The thinktank’s proposals for changing the planning system, that involve a massive removal of power from local authorities, have been adopted wholesale by the government. One of the authors of this scheme, Jack Airey, has moved from Policy Exchange to Downing Street, as a special adviser.
Last year, Policy Exchange published a polemic that claimed Extinction Rebellion is led by dangerous extremists. As usual, it was widely covered by the media. Less discussed was the report that the lobby group has received funding from the power company Drax, the trade association Energy UK and the gas companies E.On and Cadent, whose fossil fuel investments are threatened by environmental activism. These are among the few funders whose identities we know. Policy Exchange is listed by WhoFundsYou as among the most opaque thinktanks in the UK.
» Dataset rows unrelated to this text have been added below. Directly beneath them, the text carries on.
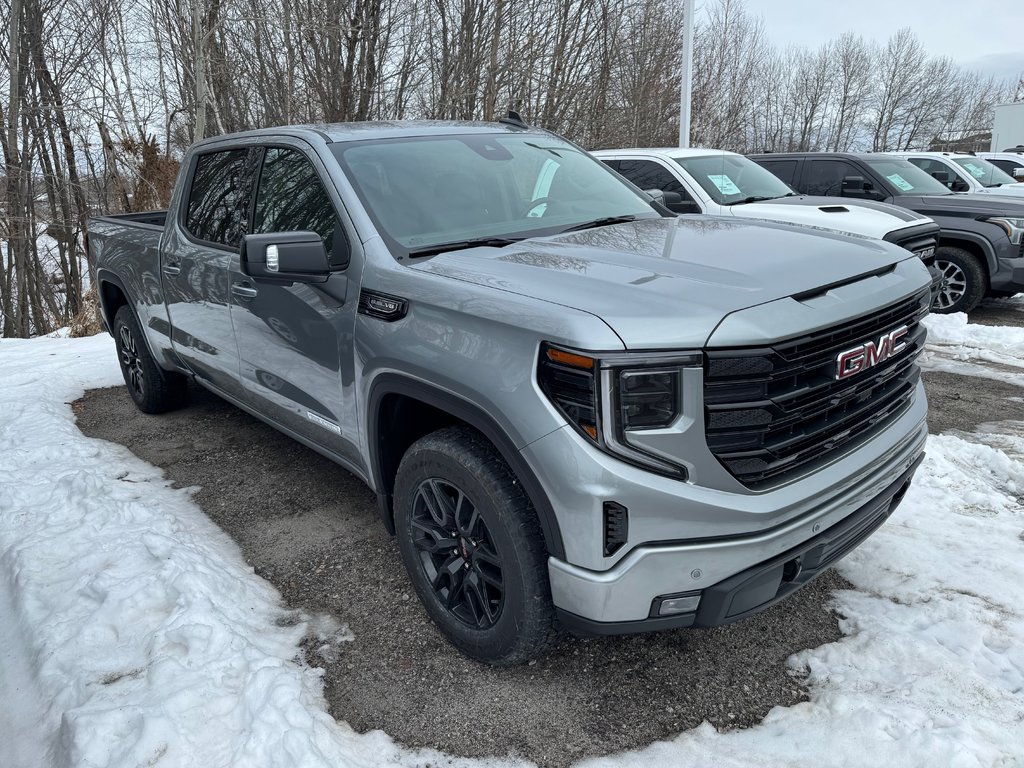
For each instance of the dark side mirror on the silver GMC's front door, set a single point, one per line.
(285, 258)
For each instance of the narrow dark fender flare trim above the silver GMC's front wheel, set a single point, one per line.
(475, 416)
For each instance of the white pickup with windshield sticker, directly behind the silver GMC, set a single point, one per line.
(724, 184)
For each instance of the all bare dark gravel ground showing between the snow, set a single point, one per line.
(312, 530)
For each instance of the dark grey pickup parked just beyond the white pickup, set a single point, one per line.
(980, 244)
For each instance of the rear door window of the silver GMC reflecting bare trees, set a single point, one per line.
(219, 200)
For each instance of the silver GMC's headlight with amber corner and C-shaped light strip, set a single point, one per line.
(613, 399)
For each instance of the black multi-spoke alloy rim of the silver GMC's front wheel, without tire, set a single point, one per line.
(457, 553)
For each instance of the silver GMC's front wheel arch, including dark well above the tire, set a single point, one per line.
(403, 410)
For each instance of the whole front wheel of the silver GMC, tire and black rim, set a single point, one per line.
(487, 587)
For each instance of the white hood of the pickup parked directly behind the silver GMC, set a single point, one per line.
(872, 220)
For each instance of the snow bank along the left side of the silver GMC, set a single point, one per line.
(135, 633)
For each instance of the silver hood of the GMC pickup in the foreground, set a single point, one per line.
(668, 283)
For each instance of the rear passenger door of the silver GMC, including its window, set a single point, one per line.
(201, 249)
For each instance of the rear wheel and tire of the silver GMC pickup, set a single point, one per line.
(153, 390)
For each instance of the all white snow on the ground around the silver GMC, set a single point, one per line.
(136, 634)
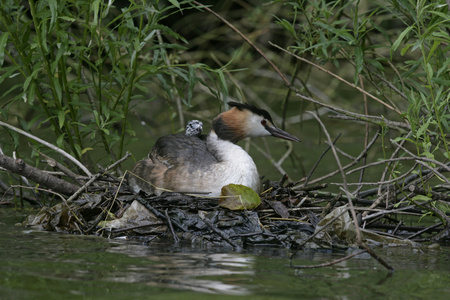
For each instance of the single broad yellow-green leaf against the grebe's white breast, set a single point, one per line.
(238, 197)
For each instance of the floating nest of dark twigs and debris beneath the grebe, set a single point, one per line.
(300, 218)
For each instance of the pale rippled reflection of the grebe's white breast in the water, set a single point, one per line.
(192, 271)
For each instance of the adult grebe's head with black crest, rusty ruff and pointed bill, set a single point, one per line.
(246, 120)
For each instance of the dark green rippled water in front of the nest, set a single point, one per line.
(47, 265)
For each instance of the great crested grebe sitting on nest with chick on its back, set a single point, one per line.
(186, 162)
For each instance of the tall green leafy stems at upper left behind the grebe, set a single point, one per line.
(78, 68)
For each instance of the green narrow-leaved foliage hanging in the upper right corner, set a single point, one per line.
(414, 77)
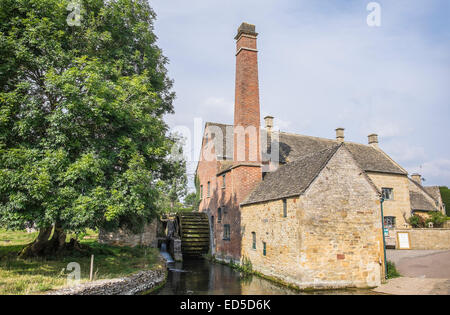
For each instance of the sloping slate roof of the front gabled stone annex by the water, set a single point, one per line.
(291, 179)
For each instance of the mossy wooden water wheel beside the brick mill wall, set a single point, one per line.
(194, 232)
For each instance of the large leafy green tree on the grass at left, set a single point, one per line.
(83, 143)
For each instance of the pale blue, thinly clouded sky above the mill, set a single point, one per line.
(321, 66)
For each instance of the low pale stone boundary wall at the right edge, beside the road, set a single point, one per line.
(436, 239)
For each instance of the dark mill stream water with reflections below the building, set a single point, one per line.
(201, 277)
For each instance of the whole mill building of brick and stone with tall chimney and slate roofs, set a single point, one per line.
(303, 209)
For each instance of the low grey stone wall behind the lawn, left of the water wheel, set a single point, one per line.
(126, 238)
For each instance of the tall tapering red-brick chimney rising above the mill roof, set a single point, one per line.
(246, 108)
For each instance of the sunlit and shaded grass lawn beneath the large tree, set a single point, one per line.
(37, 276)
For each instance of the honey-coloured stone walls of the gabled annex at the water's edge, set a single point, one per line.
(331, 237)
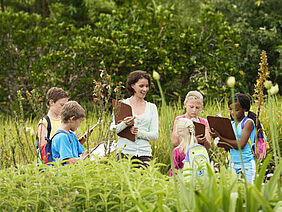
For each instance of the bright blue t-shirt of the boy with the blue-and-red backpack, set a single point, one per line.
(66, 145)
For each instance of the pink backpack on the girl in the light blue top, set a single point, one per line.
(261, 145)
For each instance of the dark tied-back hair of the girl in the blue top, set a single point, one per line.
(245, 103)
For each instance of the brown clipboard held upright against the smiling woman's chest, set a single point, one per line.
(121, 111)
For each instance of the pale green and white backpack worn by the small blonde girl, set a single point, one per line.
(195, 161)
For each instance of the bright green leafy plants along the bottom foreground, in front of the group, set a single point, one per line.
(107, 185)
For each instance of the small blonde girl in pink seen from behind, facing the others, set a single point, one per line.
(185, 130)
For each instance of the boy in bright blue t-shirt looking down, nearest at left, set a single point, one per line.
(64, 144)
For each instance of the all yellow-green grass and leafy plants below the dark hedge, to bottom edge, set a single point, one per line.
(107, 185)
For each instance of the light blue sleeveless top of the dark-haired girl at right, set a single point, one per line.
(247, 153)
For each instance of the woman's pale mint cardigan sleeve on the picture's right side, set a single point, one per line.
(153, 133)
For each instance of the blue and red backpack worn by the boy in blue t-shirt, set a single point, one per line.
(46, 149)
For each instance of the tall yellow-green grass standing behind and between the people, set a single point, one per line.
(17, 137)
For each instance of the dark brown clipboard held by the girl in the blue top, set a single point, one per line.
(222, 125)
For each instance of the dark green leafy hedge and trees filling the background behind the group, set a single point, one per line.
(67, 44)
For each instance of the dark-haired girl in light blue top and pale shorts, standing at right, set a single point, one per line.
(244, 129)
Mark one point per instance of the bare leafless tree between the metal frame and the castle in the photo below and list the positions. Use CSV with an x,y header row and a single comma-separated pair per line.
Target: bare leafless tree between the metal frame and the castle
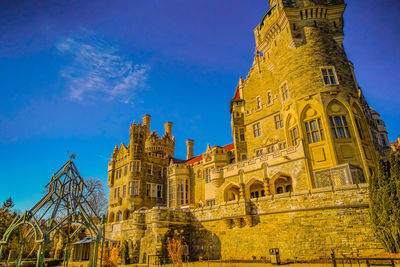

It might seem remarkable that its activities qualify as charitable: without having to reveal its funders, while promoting shifts that could harm civil society, Policy Exchange remains a registered charity. Conservative governments attach great importance to the way charities are overseen. In 2018, a parliamentary committee sent the government an unprecedented letter, pointing out that the government’s preferred candidate as chair of the Charity Commission, the former Tory minister Baroness Tina Stowell, was “unable to demonstrate … any real insight, knowledge or vision”; could not be seen as neutral; and had failed to withstand the committee’s scrutiny. The government appointed her anyway, and she remains chair today.
By such means, political life is steadily undermined, until little remains but authority and obedience to the Prime Minister. Without strong civic institutions, society loses its power. From the point of view of global capital, that’s mission accomplished. To resist the government’s machinations, first we must understand them.